Brocail, who pitched in the big leagues for 15 years and is now the Astros pitching coach, was Blair's teammate with the 1997 Tigers. He knows Happ from Happ's time with the Astros.

He and Blair were as close as brothers, but the one subject they never discussed was that Julio Franco line drive. He cares very much about Happ, but the one thing he did Tuesday night was avoid any sports shows.

"I just did not want to see it," Brocail said.

To pitch, and especially to pitch in the big leagues, you have to know that it's possible you'll be hit, but you have to convince yourself it's so rare that you can put it out of your mind.

Brocail knows he wasn't always able to. Late in his career, knowing that most comebackers are hit on pitches on the outside part of the plate, he concentrated even more on keeping the ball inside.

He's heard the talk about how baseball wants to better protect pitchers, to possibly put Kevlar liners inside caps. He's not opposed, but he also knows it won't take away the risk. It wouldn't have saved Blair's jaw, and may not have helped Happ, either.

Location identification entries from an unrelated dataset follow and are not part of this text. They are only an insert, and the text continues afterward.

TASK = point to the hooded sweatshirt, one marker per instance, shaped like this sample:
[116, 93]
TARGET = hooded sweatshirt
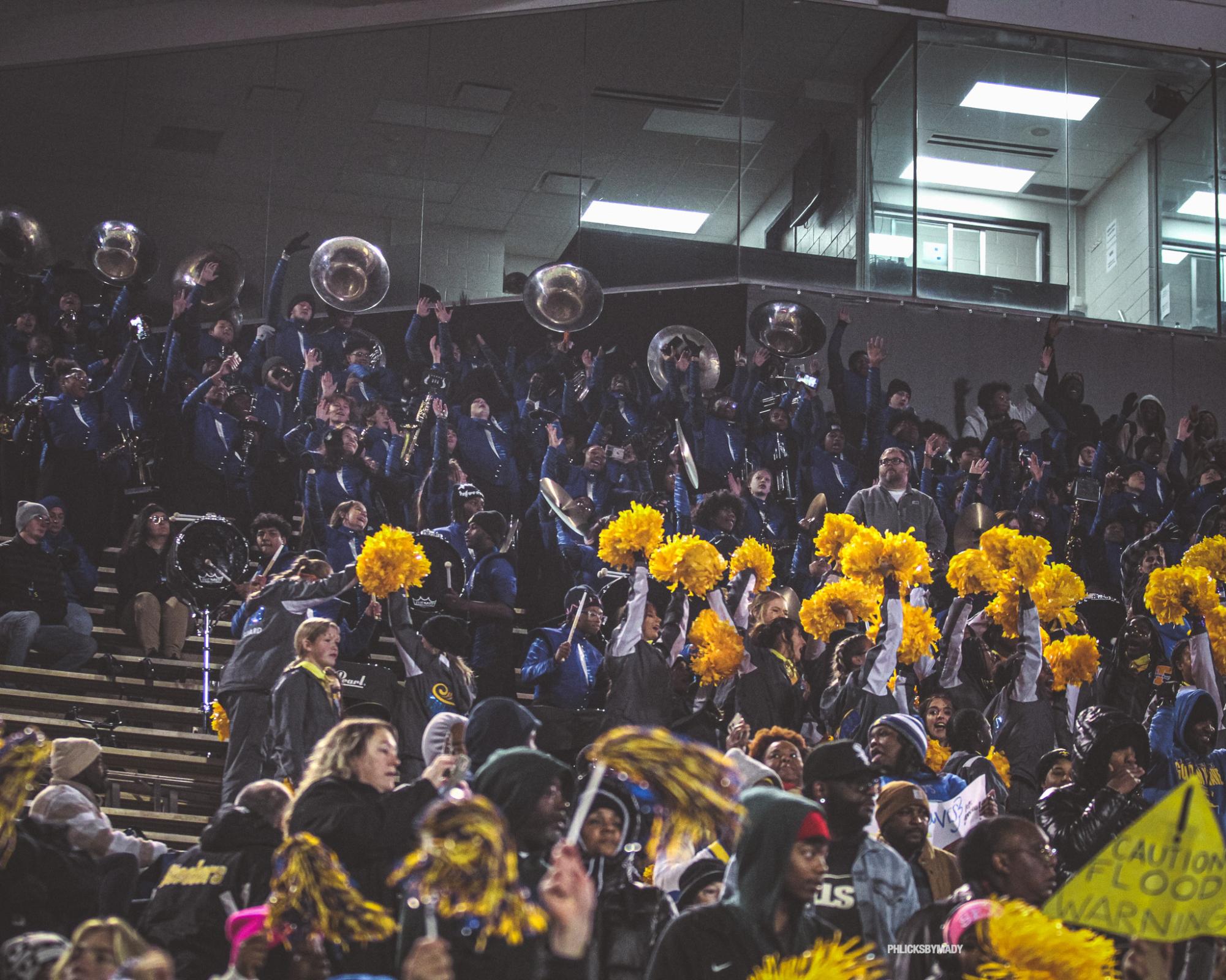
[731, 940]
[1176, 761]
[1083, 818]
[515, 780]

"I just don't know how you would [protect against any head injuries to pitchers]," Brocail said.

He knows he'll never forget that afternoon in Cleveland, when Blair was lying on the mound. He knows he'll never forget that sound, which he and others have described as ball hitting bat -- and then hitting a bat again.

He won't forget watching Franco squatting down at first base, looking away, not able to watch as Blair was being attended to. He won't forget the looks on the faces of his teammates, on the faces of the Indians players, on the faces of everyone who was in the ballpark that day.

Watching on television Tuesday night, I saw those faces again, saw them on the Blue Jays and the Rays, on the fans at Tropicana Field.

They won't forget. They'll remember the sound. They'll remember the feeling.

Sixteen years from now, it still won't go away.